Many of these paycheck vampires call themselves "libertarians" and inspire us with their libertarian rhetoric to support them with our attention, our blog hits, and our tuition money as well as the tax money that already funds them or their friends. But at the first sign of political incorrectness, all these below-the-Beltway "libertarians" have dumped Ron Paul like yesterday's garbage. Now they can rest easy that they will still be invited to the parties thrown by their lobbyist and government employee and contractor friends, who for a second or two got worried by all those Google searches that Ron Paul might have some influence, resulting in some of them losing their jobs (end the income tax with no replacement?! The guy is obvioiusly a kook, and we don't invite the supporters of kooks to our parties!).
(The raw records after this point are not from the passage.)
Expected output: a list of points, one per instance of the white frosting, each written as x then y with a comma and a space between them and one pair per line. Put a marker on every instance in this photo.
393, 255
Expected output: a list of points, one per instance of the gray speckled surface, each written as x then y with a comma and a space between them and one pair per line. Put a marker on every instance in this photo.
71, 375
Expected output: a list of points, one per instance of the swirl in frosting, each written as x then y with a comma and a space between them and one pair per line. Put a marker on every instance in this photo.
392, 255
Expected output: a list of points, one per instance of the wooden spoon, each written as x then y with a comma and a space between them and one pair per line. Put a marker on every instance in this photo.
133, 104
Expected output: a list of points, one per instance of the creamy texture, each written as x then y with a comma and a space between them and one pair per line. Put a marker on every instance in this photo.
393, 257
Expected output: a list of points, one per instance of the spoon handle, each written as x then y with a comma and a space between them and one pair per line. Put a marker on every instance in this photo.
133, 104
Now everybody around the Beltway can go back to partying at the taxpayer's expense. All the money will keep flowing in, hooray!
The lesson millions of young libertarians have now learned from our beltway "libertarians"? Libertarian electioneering is futile. Voting is futile. Democracy is futile. Anybody who actually wants liberty is a kook, as can be proven by their association with kooks. Beltway wonks posing as "libertarians" are happy to write things to inflame your hopes for liberty that they don't really mean. Then they make sure that we elect the politicians their friends want -- the ones that will enslave your future to pay for full social security for Baby Boomers. The ones that will send you off to foreign lands to kill and die. Our Beltway "libertarians" are happy to sell a whole new generation of libertarians down the tubes in order to keep their Beltway friends happy.